James Tolkan, Back to the Future’s ‘Mr. Strickland’, Has died at age 94 https://t.co/hJXKHRx3bl pic.twitter.com/eLDoLNNErq
— Back to the Future™ (@BacktotheFuture) March 27, 2026
Nacido en Michigan en 1931, Tolkan forjó una carrera de más de cinco décadas que lo llevó desde los escenarios de Broadway -donde fue parte del elenco original de Glengarry Glen Ross- hasta convertirse en un rostro imprescindible de la pantalla grande. Aunque su filmografía es extensa, su legado quedó sellado para siempre como el director de la escuela secundaria de Hill Valley, el hombre que no dudaba en llamar «slacker» (vago) a Marty McFly, y como el Comandante «Stinger», el oficial que le recordaba a Tom Cruise en Top Gun que sus maniobras eran peligrosas para su carrera.

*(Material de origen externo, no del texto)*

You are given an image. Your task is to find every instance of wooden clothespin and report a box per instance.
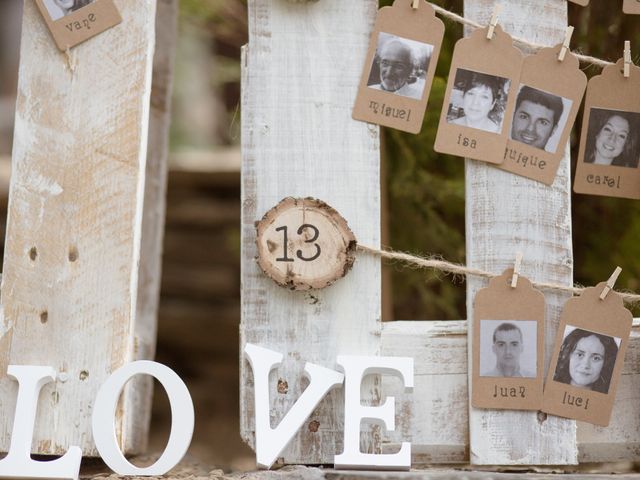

Tolkan no llegó a la fama de la noche a la mañana. Tras servir en la Marina durante la Guerra de Corea, se mudó a Nueva York con apenas 75 dólares en el bolsillo para estudiar con leyendas como Stella Adler y Lee Strasberg.

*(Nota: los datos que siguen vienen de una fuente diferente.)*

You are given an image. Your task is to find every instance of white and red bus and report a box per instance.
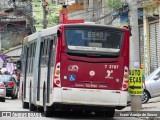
[21,23,130,117]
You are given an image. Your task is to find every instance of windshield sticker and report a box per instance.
[105,65,119,69]
[69,74,76,81]
[105,70,113,79]
[68,45,120,53]
[68,65,79,72]
[89,71,95,76]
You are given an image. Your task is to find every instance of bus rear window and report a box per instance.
[66,29,123,53]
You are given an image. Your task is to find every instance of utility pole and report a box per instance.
[42,0,48,29]
[128,0,142,111]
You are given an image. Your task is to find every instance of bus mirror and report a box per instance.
[57,30,61,37]
[17,60,21,70]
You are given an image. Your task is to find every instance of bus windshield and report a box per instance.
[66,29,123,54]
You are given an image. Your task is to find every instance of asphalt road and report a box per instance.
[0,98,143,120]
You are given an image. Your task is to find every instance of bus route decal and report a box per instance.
[105,65,119,69]
[105,70,113,79]
[68,65,79,72]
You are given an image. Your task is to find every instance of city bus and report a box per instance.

James Tolkan vivió sus últimos años en la tranquilidad del estado de Nueva York junto a su esposa Parmelee, con quien estuvo casado durante 54 años. Más allá de su imagen de hombre rudo en el cine, sus allegados lo recuerdan como un gran amante de los animales. En su obituario oficial, su familia ha solicitado que, en lugar de flores, se realicen donaciones a refugios de animales locales o sociedades protectoras, honrando su compromiso con el rescate animal.
Con su partida, se va una pieza fundamental de la maquinaria de entretenimiento de los 80, aquel actor que nos enseñó que, en la vida y en el cine, siempre hace falta alguien con carácter para mantener el orden (aunque sea a gritos).